Cooper's a rich kid whose dad Robert Warwick won't let him keep his dog, although why anyone would resist owning Rin Tin Tin of any generation is beyond me. Maybe Warwick's a cat person like me. Anyway Cooper runs away from home and dad calls in the cops as personified in this film by Harvey Stephens.

But Stephens gets another case that moves the Cooper runaway situation to the back-burner. A truck hijack which left the driver and a cop wounded has sparked a manhunt for a gang headed by Joseph Calleia.

But wouldn't you know it, Jackie Cooper and the dog hid in the back of the hijacked truck and naturally of course the gang's all for silencing Cooper.

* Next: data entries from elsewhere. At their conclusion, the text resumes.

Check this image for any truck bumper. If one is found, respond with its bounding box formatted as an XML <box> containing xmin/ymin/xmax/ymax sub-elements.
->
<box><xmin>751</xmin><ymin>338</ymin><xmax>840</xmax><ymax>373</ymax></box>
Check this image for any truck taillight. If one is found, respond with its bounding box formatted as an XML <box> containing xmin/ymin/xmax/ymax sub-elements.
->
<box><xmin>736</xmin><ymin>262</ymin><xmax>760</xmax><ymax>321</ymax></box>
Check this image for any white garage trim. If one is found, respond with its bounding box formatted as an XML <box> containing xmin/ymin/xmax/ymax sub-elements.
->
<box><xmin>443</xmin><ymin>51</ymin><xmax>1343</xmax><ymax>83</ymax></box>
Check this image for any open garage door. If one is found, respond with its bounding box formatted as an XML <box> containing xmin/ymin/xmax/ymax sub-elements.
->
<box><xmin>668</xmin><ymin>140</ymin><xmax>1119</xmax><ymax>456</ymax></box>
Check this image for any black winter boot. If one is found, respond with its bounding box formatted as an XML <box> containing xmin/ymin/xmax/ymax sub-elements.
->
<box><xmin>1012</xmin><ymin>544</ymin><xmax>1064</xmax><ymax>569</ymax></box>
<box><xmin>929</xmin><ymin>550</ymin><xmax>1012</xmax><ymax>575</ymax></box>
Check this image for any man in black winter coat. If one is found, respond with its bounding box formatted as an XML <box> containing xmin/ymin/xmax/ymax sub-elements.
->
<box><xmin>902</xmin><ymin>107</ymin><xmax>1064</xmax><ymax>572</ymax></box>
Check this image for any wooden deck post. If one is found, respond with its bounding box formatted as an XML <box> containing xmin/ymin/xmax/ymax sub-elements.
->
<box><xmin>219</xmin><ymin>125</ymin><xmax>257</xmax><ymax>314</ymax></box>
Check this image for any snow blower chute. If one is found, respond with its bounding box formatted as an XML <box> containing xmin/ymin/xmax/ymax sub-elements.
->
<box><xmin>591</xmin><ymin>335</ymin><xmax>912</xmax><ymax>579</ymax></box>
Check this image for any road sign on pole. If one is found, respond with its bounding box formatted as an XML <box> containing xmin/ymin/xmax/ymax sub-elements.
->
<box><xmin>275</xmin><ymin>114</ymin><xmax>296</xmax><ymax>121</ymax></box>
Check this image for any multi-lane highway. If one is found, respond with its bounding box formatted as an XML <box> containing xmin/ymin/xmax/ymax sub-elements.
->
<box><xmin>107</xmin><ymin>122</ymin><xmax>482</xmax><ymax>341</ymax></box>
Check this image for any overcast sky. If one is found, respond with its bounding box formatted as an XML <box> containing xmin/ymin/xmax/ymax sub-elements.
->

But Calleia just melts with all that pouting innocence that Jackie Cooper could bring to bear. Even after he shot Rin Tin Tin, does Calleia take it on the lam without boy and dog? No with the cops looking for him, he finds a veterinarian, Jean Hersholt, and takes the boy and dog to him.

I can't imagine that audiences in 1936 bought that one, let alone audiences seeing Tough Guy today. You can probably figure out how this one is going to end, but there are a few more eye openers left.

Joseph Calleia, God Bless him, kept a straight face throughout all this claptrap. I can't believe Jackie Cooper doesn't cringe watching this one.